I'm having a problem similar to the one described here: ValueError: Unknown layer: Functional
import tensorflow as tf
model = tf.keras.models.load_model("model.h5")
which throws: ValueError: Unknown layer: Functional
.
I'm pretty sure this is because the h5 file was saved in TF 2.3.0 and I'm trying to load it in 2.2.0. I'd rather not convert using tf 2.3.0 directly, and I'm hoping to find a way of manually fixing the h5py file itself, or passing the right custom object to the model loader. I've noticed that it seems like it's just an extra key wherever the config file is stored, e.g. https://github.com/tensorflow/tensorflow/issues/41929
The problem is, I'm not sure how to manually get rid of the Functional
layer in the h5 file. Specifically, I've tried:
import h5py
f = h5py.File("model.h5",'r')
print(f['model_weights'].keys())
which gives:
<KeysViewHDF5 ['concatenate_1', 'conv1d_3', 'conv1d_4', 'conv1d_5', 'dense_1', 'dropout_4', 'dropout_5', 'dropout_6', 'dropout_7', 'embedding_1', 'global_average_pooling1d_1', 'global_max_pooling1d_1', 'input_2']>
and I don't see the Functional
layer anywhere. Where exactly is the config for the model stored in this file? E.g.
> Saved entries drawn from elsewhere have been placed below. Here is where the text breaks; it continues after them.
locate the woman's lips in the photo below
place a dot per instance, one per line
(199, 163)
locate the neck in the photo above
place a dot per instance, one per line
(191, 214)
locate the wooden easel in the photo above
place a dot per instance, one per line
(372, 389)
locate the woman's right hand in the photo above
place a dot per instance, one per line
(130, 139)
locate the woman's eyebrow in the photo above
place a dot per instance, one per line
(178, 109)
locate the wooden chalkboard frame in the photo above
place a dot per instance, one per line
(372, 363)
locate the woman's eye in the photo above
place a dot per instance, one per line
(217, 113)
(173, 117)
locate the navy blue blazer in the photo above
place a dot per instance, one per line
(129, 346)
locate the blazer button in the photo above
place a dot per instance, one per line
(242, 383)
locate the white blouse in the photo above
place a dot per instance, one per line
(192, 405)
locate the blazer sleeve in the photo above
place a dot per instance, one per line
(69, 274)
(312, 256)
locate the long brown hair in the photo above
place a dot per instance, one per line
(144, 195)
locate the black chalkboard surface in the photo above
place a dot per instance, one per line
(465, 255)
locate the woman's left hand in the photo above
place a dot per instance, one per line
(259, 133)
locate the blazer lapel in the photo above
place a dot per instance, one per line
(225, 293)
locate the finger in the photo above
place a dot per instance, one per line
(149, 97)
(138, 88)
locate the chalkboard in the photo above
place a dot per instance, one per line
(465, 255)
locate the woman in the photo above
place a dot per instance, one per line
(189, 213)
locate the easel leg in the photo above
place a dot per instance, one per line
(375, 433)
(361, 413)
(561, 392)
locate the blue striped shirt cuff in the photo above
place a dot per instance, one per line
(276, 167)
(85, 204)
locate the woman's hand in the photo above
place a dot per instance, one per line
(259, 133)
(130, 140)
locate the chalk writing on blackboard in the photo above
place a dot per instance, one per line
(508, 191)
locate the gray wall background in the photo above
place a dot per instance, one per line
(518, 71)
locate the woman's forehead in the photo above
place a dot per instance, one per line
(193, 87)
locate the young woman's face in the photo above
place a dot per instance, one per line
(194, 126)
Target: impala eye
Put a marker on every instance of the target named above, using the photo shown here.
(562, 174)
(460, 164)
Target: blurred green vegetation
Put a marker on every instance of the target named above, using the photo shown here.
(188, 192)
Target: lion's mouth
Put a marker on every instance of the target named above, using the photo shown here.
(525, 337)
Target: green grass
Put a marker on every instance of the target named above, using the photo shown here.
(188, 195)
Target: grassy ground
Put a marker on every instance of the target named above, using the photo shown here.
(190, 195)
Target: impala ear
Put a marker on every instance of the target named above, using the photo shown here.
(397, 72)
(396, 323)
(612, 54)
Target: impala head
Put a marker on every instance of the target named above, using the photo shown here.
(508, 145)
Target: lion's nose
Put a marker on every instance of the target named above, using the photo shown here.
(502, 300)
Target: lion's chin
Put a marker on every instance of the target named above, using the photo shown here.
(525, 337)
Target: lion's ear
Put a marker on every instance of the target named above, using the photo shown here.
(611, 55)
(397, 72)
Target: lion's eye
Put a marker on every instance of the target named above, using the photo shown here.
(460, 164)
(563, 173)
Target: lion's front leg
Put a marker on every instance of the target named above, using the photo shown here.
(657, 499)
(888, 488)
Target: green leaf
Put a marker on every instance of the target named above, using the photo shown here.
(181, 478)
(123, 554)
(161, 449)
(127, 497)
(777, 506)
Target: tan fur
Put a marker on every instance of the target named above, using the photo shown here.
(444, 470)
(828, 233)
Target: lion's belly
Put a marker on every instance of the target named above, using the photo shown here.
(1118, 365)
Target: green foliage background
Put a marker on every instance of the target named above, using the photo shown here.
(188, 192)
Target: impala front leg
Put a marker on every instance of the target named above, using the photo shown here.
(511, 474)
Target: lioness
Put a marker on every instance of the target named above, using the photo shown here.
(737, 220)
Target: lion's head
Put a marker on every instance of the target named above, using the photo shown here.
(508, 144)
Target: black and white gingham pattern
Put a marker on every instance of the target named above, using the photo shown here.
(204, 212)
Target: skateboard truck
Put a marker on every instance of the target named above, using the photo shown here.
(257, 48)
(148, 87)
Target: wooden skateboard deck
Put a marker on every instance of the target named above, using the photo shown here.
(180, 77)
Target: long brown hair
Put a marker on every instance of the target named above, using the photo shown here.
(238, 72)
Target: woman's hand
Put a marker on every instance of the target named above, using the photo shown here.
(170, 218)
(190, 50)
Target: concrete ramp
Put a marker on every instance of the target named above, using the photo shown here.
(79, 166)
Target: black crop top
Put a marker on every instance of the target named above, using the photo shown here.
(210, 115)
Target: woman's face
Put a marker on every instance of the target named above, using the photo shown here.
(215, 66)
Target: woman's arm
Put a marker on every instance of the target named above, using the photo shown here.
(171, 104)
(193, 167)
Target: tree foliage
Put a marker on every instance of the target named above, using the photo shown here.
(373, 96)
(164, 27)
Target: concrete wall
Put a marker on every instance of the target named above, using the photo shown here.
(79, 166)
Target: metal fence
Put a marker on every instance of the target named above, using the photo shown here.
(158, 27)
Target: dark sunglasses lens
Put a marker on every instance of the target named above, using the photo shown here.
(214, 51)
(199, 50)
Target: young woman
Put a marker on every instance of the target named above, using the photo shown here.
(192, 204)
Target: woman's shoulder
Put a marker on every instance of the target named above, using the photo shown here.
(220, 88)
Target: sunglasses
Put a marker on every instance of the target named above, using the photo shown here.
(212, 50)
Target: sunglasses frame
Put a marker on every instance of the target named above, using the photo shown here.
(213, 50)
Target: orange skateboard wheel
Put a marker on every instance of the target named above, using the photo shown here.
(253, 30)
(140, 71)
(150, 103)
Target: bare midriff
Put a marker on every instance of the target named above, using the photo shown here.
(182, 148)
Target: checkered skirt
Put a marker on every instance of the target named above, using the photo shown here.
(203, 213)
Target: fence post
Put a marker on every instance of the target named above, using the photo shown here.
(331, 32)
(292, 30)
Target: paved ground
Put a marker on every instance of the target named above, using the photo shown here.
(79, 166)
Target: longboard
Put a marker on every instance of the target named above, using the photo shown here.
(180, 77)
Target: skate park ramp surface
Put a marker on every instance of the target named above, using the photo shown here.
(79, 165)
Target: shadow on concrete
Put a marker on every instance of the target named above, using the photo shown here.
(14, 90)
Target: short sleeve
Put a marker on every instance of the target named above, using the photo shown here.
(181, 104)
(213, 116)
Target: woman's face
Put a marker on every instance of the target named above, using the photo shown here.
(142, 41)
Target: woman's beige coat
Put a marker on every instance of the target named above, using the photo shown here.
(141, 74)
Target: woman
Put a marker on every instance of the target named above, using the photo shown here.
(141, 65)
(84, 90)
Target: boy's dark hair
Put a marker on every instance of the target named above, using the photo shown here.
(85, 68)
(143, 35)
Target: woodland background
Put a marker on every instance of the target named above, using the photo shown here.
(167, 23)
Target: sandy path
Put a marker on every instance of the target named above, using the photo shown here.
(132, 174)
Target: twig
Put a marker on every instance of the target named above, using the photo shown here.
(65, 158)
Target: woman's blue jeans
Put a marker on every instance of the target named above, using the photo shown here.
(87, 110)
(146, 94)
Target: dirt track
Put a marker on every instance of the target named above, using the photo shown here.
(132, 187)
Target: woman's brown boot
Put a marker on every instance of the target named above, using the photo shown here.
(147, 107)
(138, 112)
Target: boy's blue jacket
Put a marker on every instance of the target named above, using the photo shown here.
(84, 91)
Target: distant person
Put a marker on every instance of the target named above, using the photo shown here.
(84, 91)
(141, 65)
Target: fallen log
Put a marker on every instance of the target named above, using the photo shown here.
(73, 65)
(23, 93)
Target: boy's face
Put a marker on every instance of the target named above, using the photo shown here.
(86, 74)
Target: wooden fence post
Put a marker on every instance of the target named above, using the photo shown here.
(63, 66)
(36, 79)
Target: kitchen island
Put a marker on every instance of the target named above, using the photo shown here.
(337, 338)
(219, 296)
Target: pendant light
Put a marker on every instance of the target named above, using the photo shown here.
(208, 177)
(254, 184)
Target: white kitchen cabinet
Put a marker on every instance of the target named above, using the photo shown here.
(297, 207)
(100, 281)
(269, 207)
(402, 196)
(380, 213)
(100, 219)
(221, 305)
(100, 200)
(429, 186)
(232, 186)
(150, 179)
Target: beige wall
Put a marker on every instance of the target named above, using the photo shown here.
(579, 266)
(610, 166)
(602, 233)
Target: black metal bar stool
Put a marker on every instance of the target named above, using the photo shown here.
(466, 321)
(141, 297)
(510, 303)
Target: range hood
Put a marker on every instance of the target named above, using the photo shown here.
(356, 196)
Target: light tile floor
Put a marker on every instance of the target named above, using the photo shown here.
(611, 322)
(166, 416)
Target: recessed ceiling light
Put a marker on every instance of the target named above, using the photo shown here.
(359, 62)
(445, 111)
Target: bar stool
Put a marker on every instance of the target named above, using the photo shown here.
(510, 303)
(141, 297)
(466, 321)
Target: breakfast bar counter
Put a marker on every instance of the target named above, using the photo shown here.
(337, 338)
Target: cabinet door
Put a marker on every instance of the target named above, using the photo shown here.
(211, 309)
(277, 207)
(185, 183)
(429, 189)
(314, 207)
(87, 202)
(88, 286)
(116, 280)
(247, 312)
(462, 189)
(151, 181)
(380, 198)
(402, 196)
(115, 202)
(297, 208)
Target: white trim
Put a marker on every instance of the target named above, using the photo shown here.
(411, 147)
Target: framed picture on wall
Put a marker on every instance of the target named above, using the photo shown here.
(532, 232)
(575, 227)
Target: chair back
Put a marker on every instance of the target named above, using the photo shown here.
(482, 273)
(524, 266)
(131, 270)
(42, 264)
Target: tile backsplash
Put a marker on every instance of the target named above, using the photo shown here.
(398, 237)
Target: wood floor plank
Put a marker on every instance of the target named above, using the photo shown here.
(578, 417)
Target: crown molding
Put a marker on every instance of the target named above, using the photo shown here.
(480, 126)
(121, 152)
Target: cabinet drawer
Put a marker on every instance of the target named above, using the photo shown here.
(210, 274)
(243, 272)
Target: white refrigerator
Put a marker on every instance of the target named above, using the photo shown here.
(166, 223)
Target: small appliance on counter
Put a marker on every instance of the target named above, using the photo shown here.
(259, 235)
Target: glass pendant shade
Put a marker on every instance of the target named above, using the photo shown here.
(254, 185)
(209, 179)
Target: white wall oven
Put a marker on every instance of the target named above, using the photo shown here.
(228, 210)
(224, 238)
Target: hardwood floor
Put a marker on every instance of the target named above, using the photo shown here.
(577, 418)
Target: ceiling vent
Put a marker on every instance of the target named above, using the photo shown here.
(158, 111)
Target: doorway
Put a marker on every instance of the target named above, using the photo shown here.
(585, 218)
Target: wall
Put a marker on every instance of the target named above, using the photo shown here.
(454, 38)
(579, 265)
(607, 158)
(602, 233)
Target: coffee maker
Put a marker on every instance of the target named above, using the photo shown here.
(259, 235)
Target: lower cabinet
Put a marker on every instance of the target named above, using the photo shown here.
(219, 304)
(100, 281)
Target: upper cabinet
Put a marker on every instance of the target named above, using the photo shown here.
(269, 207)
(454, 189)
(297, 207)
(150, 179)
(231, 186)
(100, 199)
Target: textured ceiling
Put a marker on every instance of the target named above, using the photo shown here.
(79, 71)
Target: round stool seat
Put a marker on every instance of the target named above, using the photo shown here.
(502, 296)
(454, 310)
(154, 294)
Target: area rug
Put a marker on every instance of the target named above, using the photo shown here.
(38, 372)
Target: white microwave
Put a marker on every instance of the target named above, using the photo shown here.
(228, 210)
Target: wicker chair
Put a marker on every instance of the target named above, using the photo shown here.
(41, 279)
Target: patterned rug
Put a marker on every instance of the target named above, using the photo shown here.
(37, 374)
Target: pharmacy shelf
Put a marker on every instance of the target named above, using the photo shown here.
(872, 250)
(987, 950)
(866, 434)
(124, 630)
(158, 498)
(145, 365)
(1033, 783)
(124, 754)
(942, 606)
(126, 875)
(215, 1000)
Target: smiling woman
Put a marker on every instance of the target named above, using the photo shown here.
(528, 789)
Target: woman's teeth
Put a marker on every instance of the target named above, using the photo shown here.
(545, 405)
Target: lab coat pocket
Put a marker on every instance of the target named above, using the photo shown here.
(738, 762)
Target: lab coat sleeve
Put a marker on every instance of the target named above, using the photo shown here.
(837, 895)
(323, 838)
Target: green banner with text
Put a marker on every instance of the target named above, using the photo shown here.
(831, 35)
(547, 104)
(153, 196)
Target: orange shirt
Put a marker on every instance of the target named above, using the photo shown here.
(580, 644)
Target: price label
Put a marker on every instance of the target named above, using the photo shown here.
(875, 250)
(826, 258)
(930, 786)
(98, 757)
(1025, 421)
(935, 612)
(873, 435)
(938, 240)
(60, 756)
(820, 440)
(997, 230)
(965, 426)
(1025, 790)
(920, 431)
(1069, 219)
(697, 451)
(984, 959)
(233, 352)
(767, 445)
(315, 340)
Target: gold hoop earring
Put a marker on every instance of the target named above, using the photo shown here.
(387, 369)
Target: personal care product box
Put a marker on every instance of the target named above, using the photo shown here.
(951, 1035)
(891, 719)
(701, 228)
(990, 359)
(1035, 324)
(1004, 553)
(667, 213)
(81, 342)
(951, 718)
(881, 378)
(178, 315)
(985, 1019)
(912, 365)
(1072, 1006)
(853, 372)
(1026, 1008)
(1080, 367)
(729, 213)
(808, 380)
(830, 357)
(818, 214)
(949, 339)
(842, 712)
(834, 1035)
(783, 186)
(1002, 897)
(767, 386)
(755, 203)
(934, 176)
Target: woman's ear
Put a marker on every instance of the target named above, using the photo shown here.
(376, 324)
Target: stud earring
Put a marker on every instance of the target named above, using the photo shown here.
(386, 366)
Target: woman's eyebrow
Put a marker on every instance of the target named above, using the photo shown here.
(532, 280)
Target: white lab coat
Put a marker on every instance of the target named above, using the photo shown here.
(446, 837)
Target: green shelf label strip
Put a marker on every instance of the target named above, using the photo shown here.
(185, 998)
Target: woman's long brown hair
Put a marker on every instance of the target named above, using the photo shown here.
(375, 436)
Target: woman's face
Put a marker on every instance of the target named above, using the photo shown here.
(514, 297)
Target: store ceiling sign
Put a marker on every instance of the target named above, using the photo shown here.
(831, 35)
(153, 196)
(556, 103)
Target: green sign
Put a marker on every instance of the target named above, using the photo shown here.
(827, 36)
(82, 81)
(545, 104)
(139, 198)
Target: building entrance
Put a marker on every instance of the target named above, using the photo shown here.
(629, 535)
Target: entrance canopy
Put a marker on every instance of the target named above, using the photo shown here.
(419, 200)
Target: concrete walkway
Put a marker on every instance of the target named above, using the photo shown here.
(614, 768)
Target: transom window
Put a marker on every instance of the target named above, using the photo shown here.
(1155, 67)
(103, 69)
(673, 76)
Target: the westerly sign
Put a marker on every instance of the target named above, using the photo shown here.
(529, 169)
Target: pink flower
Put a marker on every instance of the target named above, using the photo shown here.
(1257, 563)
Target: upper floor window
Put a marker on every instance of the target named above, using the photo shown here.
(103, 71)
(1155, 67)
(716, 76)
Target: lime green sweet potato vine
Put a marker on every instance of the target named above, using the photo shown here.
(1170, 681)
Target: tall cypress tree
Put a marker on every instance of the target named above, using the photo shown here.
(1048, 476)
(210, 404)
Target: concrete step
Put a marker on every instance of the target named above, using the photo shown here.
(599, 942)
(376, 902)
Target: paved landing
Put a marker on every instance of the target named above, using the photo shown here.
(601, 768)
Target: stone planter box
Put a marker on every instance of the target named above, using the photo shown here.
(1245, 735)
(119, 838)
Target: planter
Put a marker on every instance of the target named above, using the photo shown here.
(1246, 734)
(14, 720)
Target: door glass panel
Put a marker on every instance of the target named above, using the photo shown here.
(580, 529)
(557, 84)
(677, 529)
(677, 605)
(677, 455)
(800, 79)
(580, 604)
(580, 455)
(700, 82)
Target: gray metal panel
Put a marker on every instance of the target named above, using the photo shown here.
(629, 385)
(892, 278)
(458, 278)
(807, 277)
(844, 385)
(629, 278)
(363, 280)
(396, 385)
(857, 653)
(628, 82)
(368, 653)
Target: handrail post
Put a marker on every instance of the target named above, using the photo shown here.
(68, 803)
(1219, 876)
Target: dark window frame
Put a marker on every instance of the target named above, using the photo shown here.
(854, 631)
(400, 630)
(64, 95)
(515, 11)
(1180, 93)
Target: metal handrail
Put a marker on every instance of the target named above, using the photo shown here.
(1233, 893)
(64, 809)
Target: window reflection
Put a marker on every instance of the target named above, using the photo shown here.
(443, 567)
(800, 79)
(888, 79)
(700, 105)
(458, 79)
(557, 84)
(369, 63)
I'm looking for something like {"class_name": "Functional", "config": {"name": "model", "layers":...}}
Question: is there a way I can manually edit the h5 file using h5py
to get rid of the Functional layer?
Alternatively, can I pass a specific custom_obects={'Functiona':???}
to the load_model
function?
I've tried {'Functional':tf.keras.models.Model}
but that returns ('Keyword argument not understood:', 'groups')
because I think it's trying to load a model into weights?